The five male teachers were sent to New Haven Correctional Center. The females went to Niantic Correctional Institution where they were strip searched and deloused in what one teacher described later as a moldy, spider-infested shower.

At her retirement party in 2004, Freeman would joke that because of the union she never had lice. On that morning in 1978, she said she felt defiled, scared and humiliated.

“But we all stuck together,” Freeman said. “I think it opened a lot of eyes.”

The next day, the educators were sent to Camp Hartell. They would be joined by busloads of other striking teachers on a daily basis.

At Camp Hartell there were no bars on the windows, but there were bed checks, a regimented schedule and lights out at 10 p.m.

“It had a barbed wire perimeter. If you broke rules or walked out, they said you’d be sent to real prison,” recalls Levine, who chronicled his time in watercolor drawings.

Teachers from other districts descended on Hartell to support the incarcerated educators whose numbers swelled the camp to capacity.

Some say the city finally settled the contract because there was no other place to put the striking teachers. Others speculate it was because Mandanci’s daughter, a teacher, was on the next list of teachers to be imprisoned.

A year after the strike, binding arbitration laws were passed.

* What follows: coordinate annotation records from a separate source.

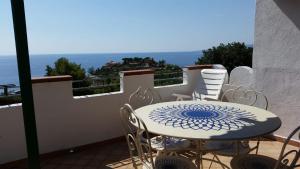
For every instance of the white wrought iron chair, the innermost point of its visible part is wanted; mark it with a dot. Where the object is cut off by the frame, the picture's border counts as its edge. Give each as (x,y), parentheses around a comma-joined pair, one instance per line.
(288,159)
(129,123)
(139,144)
(142,97)
(208,87)
(241,95)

Gary Peluchette, now president of the Bridgeport Education Association, said other states striking over low pay, rising health costs and pensions would benefit from the binding arbitration laws established in Connecticut.

“Our schools have been open and running 40 years (without a strike),” Peluchette said.

There are 34 states that have binding arbitration in negotiating teacher contracts but to varying degrees. Some states where teachers have had strikes, like West Virginia and Arizona, have no collective bargaining statutes for public employees.

States like Kentucky are right-to-work states, said Cohen, where states can decide if workers can be required to join a labor union or keep a job.

“Some teachers in those states are juggling six jobs to make ends meet,” said Cohen. It reminds her of her first year in teaching in 1971, when she made more money bartending two nights a week in New Haven than her day job teaching in Orange.

While strong labor laws may curb strikes, some question if they lead to higher salaries.

“Teachers in red states are striking because of their low pay, but that is not because their labor rights are weak,” said Agustina Paglayan, whose studies include labor politics at the Center for Global Development in Washington, D.C. “It is because those states have historically paid teachers poorly.”

Striking is another matter. Paglayan said a study by Janet Currie of UCLA found that compulsory arbitration leads to a significant reduction in the probability of public-sector strikes.

“I think if you really believe in something, and have people behind you, it’s really worth taking the risk,” Levine said he would tell any teacher striking today.

No West Virginian teachers ended up in jail over their two-week strike which resulted in a 5 percent pay boost and provided the impetus for similar job actions in Oklahoma, Kentucky, Arizona and potentially Colorado.